JFK Sings on the Moon

Studio 360 | Apr 28, 2016

Historians and conspiracy theorists have obsessed over every scrap of evidence from the day John F. Kennedy was assassinated. But we don’t usually pay attention to what the president was doing the night before he died. The president and first lady spent that night at a hotel in Fort Worth, the twin city of Dallas.

Recently, the Fort Worth Opera decided to commission a new opera to tell the story of JFK’s final night. They turned to two up-and-coming stars of contemporary opera, the composer David T. Little and librettist Royce Vavrek. Little and Vavrek made their name with a kind of heavy-metal opera they wrote called “Dog Days,” set in a post-apocalyptic America.

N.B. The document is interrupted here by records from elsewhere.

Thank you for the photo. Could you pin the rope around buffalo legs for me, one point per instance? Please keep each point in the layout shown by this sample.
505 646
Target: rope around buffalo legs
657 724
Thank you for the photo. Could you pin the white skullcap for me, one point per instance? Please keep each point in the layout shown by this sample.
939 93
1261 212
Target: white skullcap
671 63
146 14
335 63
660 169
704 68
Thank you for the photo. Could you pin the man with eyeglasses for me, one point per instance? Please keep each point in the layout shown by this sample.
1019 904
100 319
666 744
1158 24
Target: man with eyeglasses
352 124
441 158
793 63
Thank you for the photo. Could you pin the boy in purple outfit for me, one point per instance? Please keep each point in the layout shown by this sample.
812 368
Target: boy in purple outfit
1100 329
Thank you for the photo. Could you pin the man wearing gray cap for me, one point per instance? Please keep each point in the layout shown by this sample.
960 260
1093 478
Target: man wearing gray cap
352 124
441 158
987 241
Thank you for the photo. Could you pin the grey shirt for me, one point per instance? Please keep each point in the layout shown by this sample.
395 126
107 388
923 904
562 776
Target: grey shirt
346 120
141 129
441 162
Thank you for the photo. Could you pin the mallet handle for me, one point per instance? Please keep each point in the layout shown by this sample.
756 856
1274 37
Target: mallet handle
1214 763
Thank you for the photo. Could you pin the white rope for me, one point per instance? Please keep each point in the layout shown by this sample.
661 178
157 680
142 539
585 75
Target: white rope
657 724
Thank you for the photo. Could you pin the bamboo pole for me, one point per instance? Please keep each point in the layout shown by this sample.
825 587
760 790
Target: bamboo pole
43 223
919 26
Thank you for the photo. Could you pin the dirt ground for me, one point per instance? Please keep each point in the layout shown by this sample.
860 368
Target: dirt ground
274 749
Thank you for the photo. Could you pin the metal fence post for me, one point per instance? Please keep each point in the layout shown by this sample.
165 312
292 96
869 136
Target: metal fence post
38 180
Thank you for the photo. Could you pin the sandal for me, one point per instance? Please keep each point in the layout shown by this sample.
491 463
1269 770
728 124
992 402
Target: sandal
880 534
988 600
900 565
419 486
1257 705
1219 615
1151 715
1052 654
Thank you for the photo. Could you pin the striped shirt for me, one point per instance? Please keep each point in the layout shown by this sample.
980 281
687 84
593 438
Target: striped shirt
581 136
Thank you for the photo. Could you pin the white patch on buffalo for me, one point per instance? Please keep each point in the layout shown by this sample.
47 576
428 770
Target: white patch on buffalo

Neither of them was alive when Kennedy was killed. And Vavrek is Canadian, so all this was relatively new to him. But for Little, the composer, the mythology was vivid. “I grew up in a family of Irish Catholic Democrats, so JFK and the assassination was definitely something I grew up hearing about,” Little says.

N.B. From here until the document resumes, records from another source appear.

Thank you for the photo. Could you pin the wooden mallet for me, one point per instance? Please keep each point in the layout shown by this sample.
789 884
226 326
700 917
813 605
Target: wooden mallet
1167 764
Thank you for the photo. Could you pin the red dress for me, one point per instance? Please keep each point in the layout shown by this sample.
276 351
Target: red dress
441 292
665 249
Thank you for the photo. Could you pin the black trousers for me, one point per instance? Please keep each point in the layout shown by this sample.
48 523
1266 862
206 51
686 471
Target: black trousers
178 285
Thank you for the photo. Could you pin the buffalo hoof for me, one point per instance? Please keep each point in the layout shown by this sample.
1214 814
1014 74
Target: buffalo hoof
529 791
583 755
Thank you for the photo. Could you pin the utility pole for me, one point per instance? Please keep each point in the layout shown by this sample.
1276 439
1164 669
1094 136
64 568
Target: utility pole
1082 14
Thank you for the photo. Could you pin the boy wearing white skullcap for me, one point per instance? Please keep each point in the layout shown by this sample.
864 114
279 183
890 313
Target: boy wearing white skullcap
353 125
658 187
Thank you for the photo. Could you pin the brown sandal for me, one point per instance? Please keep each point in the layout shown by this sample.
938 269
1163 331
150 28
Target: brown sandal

Their challenge for “JFK” was to write an opera about an ordinary night that Jack (played by Matthew Worth) and Jackie (Daniela Mack) spent in a hotel. “To a certain extent, we had a blank slate — we know they went to the hotel, and they went to their suite. We know some things about the suite itself, but beyond that, we don’t know anything until the next morning,” Little says. “So we had this gigantic empty space in the narrative that we had to fill.”

“The story was not apparent initially,” Vavrek says. “We came up with a treatment for the opera that was biographical, almost to a fault.” Then they arrived at an ingenious solution: telling the story of Jack and Jackie Kennedy’s lives through their dreams over the course of the night.

“We found that if we liberated the story from reality, it allowed us to go deeper into the truth of the story,” says Little. “The dreams teach us about JFK. They get beyond the sense of him as the president and they illuminate him as a man.”

For example, the dreams allowed them to explore the entire arc of the Kennedys’ relationship. “We get to see Jack and Jackie meet for the first time. That’s a very illuminating moment,” Little says. “I really wanted to show them as young people flirting.”

“So much of Jackie's character is shown surrounded in a pall of grief,” Vavrek says. “It really became important to find moments when we could imagine them really, truly happy.”

One thing the opera does not cover is the assassination itself. Instead, the opera hints at it through characters who represent the ancient Greek Fates. “We joke that we avoided the conspiracy theory about JFK’s assassination, except for the cosmic conspiracy theory,” Little says.

Recordings from “JFK” are courtesy of the Fort Worth Opera.